Griffin, who has allowed a league-leading 35 home runs this season, including Trout’s first-inning shot, was equally simplistic when asked about pitching to the phenom.

“Fastball that caught too much plate,” Griffin said. “He’s good at baseball.”

That curt compliment used to be a regular explanation for Hamilton’s unique talent, but the former Ranger has struggled since signing a $125 million deal with the Angels last offseason. The A’s have held Hamilton to a .203/.214/.297 slash line, which includes 17 strikeouts in 64 at-bats.

With the A’s ahead 4-2 in the ninth, Hamilton took an 0-for-3 to the plate to face Balfour as the potential game-tying run. The rage-inspiring closer with 38 saves this season left an 0-1 fastball over the plate that Hamilton sent over the wall in right.

Balfour left the A’s clubhouse before it was open to the media so he didn’t provide an opportunity to hold himself accountable for the blown save. His manager did his talking for him instead.

“If you look at it overall, three blown saves is going to work anywhere,” Melvin said. “And I think he did have good stuff today, he just got one fastball probably not in the right spot to a pretty good fastball hitter.”

Hamilton hasn’t showcased the same bat speed he used to have in quite some time, which was never more evident than when he struck out for the seventh time in 11 at-bats against A’s reliever Jerry Blevins on Tuesday night.

On Wednesday afternoon, Hamilton got another shot against Blevins with the go-ahead run 90 feet away in the eleventh inning and delivered. He chased two curveballs to go down 0-2, but Blevins threw one more hook that Hamilton got enough wood on for a sacrifice fly to score Angels leadoff man J.B. Shuck.

“He just didn’t make his pitch at 0-2,” Melvin said. “Location-wise, he didn’t get it where he wanted to.”

“We played a good, hard game,” Griffin said. “They got the big hit when they needed to. That’s just how it goes in baseball.”


Hamilton’s RBI came moments after Jesse Chavez got Trout to hit a shallow fly ball that kept Shuck at third. Shuck had led off the inning with a double and advanced to third on Erick Aybar’s sacrifice bunt that led to no outs when Josh Donaldson bobbled the ball.
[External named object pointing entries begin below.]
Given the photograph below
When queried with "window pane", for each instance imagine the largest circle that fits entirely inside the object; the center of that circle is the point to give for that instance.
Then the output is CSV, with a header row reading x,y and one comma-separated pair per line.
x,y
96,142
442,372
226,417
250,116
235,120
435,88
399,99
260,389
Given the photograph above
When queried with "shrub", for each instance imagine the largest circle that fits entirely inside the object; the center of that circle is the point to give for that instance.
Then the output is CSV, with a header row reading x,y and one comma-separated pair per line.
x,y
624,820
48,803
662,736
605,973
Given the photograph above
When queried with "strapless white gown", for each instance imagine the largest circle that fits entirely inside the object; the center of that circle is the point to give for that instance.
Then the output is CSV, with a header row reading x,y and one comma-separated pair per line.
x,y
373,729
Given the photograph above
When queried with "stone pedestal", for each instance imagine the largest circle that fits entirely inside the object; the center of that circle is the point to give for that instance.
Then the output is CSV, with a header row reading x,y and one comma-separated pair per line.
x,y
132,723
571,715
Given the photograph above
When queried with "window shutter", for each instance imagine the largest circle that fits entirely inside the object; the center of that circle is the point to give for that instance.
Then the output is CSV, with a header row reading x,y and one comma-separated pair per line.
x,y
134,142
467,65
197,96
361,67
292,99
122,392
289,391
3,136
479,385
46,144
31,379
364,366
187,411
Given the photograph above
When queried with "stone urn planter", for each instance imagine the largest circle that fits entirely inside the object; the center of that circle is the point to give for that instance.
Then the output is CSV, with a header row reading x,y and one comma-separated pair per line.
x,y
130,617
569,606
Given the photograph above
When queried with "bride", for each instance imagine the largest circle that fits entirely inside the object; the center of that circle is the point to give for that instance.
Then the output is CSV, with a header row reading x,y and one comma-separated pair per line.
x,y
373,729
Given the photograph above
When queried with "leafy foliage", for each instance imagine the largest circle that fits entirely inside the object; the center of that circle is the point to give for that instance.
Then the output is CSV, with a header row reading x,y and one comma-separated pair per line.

It’s never easy to play the ‘What if?’ game, but Hamilton’s sacrifice fly would have been a routine fly ball for the third out if Donaldson didn’t commit his 15th error of the season.

“He just couldn’t get it out of his glove,” Melvin said. “He called [Chavez] off, he was in good position, he did everything right, just bobbled the ball. He’s a great defender and usually clutch as the game goes along as well.”

Donaldson, who got pied after lining a bases-loaded single to win Tuesday’s game, was hard on himself as he faced the music at his locker.

“I just came in on it a little too aggressively and my feet weren’t really underneath me,” Donaldson said. “It’s one of those plays that I have to make and I expect to make it every time, it was just one of those fluke kind of plays. I just wasn’t able to do it today.”

But Donaldson’s hero-to-goat experience over the last 24 hours only makes it easier for him to put what happened Wednesday in his rear-view mirror.

“I think we just have a resilient group of guys here,” Donaldson said. “I feel like we play quality baseball just about every day. We really try not to let the past affect us too much and just move forward and continue to play the same way that we’ve been playing all year.”

Melvin was equally optimistic that one tough September loss won’t bring his surging team down.

“We’ve had some tough losses this year and we’ve had dramatic wins so you just put this one away, come back tomorrow, and expect to win again.”